I am reading a fascinating book and have to share. The book is The Happiness Advantage by Shawn Achor. Achor has an intriguing principal about happiness and success that is backed up by loads of research. Traditionally we have been told that if you work hard you will become successful and once you are successful, you will be happy. Achor says the research shows over and over again that this is faulty thinking. Actually, it works in the reverse. People that are happy are more likely to be successful, prosperous and healthy. In other words, happiness comes first, then success, not the other way around.
Hmmm. How do we change our attitude to be “more happy”? According to Achor, there are specific steps to do so. First, recognize that you have a choice on how you view things. Whenever something “bad” happens you can choose to believe one of two ways. One way is to believe it is a short lived event and “things will get better”. The other way is the “woe is me approach”. If you chose the “oh well approach” rather than the “why is everything terrible happening to me approach” you will be able to recover and move on much more rapidly.

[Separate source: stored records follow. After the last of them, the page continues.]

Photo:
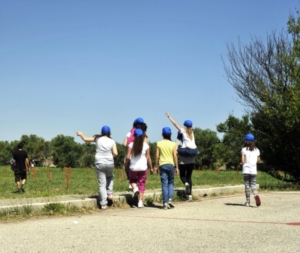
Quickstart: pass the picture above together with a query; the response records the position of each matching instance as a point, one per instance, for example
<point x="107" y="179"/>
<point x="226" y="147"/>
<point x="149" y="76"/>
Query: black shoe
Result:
<point x="17" y="191"/>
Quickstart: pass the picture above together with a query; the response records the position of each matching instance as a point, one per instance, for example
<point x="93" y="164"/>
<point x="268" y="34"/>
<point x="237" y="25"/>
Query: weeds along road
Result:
<point x="221" y="224"/>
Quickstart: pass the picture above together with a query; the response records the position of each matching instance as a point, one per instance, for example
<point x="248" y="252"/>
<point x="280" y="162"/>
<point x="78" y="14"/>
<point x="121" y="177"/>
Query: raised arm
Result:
<point x="85" y="138"/>
<point x="125" y="142"/>
<point x="149" y="160"/>
<point x="114" y="150"/>
<point x="173" y="121"/>
<point x="175" y="159"/>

Many lawyers burn out and suffer from depression. According to Achor’s book, lawyers are 3.6 times more likely to suffer from major depressive disorders than the rest of the employed population. Why? One reason is the way we are trained in law school. If you are writing a contract, you are supposed to imagine everything that could go wrong, then write a clause that covers that contingency. Litigators are trained to look for weakness in the other side’s case. In short, lawyers are trained to look for the negative. This is fine except when it seeps over into our personal lives. Cross examining your kids or spouse is not a recipe for a happy home life.

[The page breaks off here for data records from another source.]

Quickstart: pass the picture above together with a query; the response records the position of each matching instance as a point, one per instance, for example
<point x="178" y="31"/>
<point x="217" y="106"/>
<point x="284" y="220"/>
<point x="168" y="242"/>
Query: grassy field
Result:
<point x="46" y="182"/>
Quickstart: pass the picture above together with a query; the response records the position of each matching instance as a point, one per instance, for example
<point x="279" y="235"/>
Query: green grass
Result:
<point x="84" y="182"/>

Wire Your Brain to be a Positive Thinking Spam Filter.
There is a famous study where psychologists were doing a research project and asked volunteers to watch a film of a basketball game and count the number of times one team passed the ball. ( http://www.youtube.com/watch?v=vJG698U2Mvo) About 25 seconds into the video, a person in a full body gorilla costume walks straight through the action, traveling from right to left across the screen for a full 5 seconds. 46 percent of the people that viewed the video completely missed the gorilla. They missed it because they were so focused on counting the number of passes. Their brains just filtered it out.

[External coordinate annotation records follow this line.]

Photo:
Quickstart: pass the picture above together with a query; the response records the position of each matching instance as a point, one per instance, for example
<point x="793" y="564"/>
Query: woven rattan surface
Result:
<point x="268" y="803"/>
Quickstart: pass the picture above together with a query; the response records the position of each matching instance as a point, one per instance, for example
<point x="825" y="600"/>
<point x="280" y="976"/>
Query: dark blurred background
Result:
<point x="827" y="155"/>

Likewise our brains get bombarded with many different items during the day. Many of those items, sights and sounds are filtered out. If you are programmed to see the negative, you will miss a lot of the positive things happening around you. You can reprogram your brain by writing down three things that happened that day that you are happy about. Those three things can be as mundane as: 1. had a great hamburger for lunch; 2. it rained yesterday so now I don’t have to water the yard; and 3. the line was short at Starbucks. Doing this each day will reset your brain to “notice” the good things around you. You can literally train your brain to have a positive thinking spam filter.
3 Happiest Moments
•1. _____________ •2. _____________ •3. _____________ |
Using Adversity to Grow
One study discussed in Achor’s book concerns the Post Traumatic Growth Syndrome. We all know about Post Traumatic Stress Syndrome but there is also Post Traumatic Growth Syndrome. It has been proven that adversities give us an opportunity to grow. Psychologist Richard Tedeschi and his colleagues studied Post Traumatic Growth Syndrome. In their study, it was shown that something good can come from a struggle with something very difficult. Post Traumatic Growth Syndrome provides an increase in spirituality, compassion for others, openness and overall increased life satisfaction. The phrase “what doesn’t kill you, makes you stronger” is true. What makes some people have a Post Traumatic Positive Growth Syndrome and others a Post-Traumatic Stress Syndrome? Again it is a positive mindset. The same traumatic event can be viewed by one person as a hopeless event and by another person as an opportunity for change and growth. The results of the same traumatic event can be very different. The reasons some people have positive growth and others have continued debilitating stress is based on their individual mindsets. The Positive Growth people saw adversity not as a stumbling block, but as a stepping stone to change and grow. Growth is change and change is friction. Friction can be painful. But looking back after a painful event, many people can truthfully say they are better off and happier.
Don’t Sabotage Your Success with Negative Thoughts
Another point in Achor’s book is that it takes three compliments to offset one negative one. You can sabotage yourself and your coworkers with your words. An example given is where the employee is about to give a project presentation to the client, and his boss says, “Don’t blow this, we really need this account.” What that boss has done is to put failure in the employee’s mind. It would have been much better if he had said, “Did you watch the game last night? Wasn’t that a great one!” The point is that putting a positive thought in your mind before a performance, guarantees the likelihood of success much more than saying a Debbie Downer comment.
Words of Wisdom from my Mother
My Mother used to drive me crazy with these comments when I was little. Now I see the wisdom in her words. Two of her favorites were:
1. Just because the birds fly overhead, doesn’t mean you need to let them make a nest in your hair. (Probably my resentment for this phrase had something to do with my hair problems as a teenager).
2. Don’t meet trouble head on. (Prompted by my obsessive worries as a kid about not fitting in).